Neun Uhr vormittags, und ich frühstücke zum letzten Mal in Ljugarn. Carl hat mir geholfen, meinen Flug vorzuverlegen – eigentlich hatte ich die Rückreise erst für übermorgen geplant, aber umzubuchen ist billiger, als weitere Übernachtungen zu bezahlen.
    Meine Tasche ist schon gepackt, in einer Stunde muss ich aufbrechen. Carl hat mir frische Hefeschnecken mit Apfelstücken, Brot, Käse und Wurst und Kaffee serviert, doch es fällt mir schwer, etwas zu essen. Meine Hände sind zittrig. Mein Kopf fühlt sich an wie mit Watte ausgestopft.
    Ich habe wenig geschlafen. Als ich ins Hotel zurückgekehrt bin, war mir so kalt, dass mich auch die Bettdecke nicht wärmen konnte. Schließlich habe ich mich tief in der Nacht in Carls Küche geschlichen, Kräutertee gekocht und ihn dort am Küchentisch getrunken. Sicherlich hat Carl am Morgen den benutzten Becher bemerkt. Sicherlich hat er mir auch angesehen, wie schlecht ich geschlafen habe. Doch er hat nichts dazu gesagt. Er wird erraten haben, dass ich Ingela ohne seine Hilfe gefunden habe. Ingela, aber nicht Adrian. Würde ich sonst wieder abreisen?

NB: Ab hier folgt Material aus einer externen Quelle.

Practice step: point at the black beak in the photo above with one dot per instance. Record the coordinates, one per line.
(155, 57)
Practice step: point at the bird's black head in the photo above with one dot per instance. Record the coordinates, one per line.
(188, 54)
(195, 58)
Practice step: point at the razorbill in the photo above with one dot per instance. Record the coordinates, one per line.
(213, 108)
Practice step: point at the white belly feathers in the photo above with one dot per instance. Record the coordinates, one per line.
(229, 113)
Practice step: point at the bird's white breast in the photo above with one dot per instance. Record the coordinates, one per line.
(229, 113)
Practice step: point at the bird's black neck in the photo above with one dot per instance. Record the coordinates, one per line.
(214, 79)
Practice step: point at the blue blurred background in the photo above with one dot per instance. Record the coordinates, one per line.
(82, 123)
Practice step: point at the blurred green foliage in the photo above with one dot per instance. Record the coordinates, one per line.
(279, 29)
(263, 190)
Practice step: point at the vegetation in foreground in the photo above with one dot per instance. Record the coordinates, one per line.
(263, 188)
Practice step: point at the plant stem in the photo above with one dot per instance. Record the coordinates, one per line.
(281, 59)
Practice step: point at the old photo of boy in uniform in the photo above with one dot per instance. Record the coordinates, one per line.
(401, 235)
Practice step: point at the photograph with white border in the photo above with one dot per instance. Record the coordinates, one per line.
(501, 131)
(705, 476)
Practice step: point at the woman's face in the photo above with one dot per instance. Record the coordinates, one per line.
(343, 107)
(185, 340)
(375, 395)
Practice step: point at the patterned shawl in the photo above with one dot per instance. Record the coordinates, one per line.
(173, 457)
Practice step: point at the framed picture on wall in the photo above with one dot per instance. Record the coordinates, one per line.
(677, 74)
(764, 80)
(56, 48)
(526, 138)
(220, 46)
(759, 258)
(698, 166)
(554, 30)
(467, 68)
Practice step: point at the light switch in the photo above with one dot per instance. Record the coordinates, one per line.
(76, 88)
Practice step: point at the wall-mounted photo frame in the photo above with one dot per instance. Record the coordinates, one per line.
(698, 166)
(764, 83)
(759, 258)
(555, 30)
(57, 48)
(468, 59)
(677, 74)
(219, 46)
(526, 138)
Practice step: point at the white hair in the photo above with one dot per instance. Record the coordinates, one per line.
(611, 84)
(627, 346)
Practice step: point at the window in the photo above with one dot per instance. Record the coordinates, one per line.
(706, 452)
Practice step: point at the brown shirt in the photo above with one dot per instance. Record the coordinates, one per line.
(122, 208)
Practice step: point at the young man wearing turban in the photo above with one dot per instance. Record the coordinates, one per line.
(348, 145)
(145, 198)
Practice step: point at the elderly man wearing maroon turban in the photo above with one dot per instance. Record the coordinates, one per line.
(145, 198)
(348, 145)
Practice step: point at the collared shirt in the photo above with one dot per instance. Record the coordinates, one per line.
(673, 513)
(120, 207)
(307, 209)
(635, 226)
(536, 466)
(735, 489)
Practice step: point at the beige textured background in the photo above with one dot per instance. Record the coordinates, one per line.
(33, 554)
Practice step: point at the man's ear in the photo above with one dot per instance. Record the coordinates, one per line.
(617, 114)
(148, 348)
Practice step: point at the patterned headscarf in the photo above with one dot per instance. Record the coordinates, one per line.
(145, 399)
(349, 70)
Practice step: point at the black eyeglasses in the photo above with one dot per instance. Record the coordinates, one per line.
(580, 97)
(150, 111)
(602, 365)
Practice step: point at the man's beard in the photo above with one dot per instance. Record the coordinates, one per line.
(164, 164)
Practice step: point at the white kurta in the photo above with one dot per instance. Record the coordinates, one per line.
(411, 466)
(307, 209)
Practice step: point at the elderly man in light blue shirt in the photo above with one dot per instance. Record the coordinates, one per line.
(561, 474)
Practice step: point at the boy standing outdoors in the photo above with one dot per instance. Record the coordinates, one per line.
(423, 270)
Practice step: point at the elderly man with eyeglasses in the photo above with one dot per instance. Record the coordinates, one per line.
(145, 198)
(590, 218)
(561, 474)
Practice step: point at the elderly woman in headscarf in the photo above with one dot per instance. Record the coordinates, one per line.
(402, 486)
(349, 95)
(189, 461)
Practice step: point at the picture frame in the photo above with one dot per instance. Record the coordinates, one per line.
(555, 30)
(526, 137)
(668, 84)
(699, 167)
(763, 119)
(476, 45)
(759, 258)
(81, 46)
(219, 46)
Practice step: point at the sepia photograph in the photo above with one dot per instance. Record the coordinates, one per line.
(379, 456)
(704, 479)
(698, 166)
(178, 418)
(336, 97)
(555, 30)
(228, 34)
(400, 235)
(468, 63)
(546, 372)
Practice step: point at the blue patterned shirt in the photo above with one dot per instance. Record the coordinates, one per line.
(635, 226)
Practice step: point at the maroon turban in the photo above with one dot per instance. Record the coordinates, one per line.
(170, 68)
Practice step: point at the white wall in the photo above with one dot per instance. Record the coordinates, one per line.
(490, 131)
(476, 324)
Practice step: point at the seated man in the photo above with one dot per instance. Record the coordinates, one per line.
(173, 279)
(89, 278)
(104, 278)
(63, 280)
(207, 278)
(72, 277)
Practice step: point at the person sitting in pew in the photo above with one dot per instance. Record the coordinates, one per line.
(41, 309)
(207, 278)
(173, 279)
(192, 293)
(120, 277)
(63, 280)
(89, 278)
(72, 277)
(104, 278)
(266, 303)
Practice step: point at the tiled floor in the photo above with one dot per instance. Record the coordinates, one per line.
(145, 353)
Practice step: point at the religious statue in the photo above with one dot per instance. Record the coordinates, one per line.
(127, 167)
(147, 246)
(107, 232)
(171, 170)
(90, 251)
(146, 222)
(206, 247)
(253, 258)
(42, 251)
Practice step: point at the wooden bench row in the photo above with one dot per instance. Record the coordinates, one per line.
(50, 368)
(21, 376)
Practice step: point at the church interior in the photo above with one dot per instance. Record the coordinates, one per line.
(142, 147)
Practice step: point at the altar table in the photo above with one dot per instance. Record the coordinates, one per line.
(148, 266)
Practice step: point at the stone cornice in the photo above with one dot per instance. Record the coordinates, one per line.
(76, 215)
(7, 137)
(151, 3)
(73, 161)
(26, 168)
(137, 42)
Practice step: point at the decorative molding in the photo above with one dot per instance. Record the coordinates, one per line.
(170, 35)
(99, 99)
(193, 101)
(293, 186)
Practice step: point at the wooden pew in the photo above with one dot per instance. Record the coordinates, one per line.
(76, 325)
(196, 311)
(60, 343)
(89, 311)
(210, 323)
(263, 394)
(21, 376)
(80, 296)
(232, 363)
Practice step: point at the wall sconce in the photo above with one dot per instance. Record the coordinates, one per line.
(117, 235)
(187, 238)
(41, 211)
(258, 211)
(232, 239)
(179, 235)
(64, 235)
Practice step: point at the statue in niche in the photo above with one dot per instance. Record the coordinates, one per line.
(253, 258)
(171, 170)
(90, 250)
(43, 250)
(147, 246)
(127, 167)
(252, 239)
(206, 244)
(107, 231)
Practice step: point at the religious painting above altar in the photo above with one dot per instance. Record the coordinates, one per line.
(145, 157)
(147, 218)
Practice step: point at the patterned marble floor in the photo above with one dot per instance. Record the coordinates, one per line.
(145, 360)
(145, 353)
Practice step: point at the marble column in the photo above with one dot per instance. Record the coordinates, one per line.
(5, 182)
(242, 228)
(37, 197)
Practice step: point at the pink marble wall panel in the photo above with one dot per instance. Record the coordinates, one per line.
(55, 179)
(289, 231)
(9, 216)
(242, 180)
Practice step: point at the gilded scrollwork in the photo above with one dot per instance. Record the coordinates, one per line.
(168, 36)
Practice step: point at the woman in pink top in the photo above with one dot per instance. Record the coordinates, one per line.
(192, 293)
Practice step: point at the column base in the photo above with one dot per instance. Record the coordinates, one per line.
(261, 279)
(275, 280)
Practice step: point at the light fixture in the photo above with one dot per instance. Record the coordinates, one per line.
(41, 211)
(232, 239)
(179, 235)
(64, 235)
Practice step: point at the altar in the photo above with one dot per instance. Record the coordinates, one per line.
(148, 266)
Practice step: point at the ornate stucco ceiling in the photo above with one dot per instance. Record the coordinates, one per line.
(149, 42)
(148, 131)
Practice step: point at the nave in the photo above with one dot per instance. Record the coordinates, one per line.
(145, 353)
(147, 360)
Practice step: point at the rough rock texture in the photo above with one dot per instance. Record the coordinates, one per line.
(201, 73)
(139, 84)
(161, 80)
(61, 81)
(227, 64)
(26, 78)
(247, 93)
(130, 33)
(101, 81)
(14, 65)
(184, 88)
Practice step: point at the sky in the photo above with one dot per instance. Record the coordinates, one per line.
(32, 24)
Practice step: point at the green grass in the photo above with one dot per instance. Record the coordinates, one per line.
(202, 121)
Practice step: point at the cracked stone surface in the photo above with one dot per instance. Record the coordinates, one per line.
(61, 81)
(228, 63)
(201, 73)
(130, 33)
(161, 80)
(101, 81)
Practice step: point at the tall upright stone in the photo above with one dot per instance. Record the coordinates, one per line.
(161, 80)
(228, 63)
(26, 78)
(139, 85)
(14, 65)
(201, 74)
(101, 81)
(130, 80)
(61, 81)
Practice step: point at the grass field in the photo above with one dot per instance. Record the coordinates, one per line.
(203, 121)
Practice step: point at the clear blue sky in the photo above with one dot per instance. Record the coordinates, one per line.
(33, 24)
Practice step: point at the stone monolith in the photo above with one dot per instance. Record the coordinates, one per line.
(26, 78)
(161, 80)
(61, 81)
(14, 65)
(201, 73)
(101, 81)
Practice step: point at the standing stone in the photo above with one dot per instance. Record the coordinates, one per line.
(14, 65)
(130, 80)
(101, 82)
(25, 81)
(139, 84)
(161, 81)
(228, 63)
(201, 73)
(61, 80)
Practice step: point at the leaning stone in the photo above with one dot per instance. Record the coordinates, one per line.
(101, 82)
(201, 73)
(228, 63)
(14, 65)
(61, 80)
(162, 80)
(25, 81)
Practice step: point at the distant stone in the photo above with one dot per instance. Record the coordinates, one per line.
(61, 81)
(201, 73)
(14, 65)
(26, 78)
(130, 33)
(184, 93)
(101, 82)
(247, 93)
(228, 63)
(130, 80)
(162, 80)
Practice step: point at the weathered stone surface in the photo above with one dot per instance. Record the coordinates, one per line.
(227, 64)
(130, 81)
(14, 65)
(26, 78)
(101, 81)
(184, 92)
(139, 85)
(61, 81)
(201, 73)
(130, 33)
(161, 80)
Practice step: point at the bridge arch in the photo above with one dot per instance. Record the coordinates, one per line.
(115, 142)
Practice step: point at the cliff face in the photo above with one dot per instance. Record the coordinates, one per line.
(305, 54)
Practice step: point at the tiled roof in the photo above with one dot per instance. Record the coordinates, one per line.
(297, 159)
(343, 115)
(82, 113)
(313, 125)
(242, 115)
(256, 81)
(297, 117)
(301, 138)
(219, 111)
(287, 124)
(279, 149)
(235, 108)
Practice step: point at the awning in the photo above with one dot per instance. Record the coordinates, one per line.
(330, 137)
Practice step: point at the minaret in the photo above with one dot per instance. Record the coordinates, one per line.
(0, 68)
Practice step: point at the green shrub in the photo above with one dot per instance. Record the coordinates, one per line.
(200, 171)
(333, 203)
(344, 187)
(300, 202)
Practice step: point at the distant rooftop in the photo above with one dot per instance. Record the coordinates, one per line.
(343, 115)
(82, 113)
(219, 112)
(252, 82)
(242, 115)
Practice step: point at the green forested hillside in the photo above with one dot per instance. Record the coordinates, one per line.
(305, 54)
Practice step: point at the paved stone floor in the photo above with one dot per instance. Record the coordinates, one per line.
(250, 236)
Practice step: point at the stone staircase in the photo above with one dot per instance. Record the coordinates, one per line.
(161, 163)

    Es regnet. Die Wolken hängen so tief, dass es aussieht, als würden sie die Kronen der Pappeln streifen. Auf dem Asphalt stehen Pfützen. In einem kahlen Obstbaum hockt eine Krähe. Selbst sie sieht bedrückt aus.
    Ein Mann kommt die Straße herauf, vom Hafen her. Er trägt eine hellbraune Regenjacke, seine Haare und sein Gesicht sind nass. Eglund. Als er am Fenster vorbeikommt, dreht er den Kopf, als hätte er meinen Blick gespürt. Er zögert und hebt grüßend die Hand.
    Die Außentür klackt. Carl begrüßt ihn auf Schwedisch, sie unterhalten sich munter. Dann kommen sie beide herein.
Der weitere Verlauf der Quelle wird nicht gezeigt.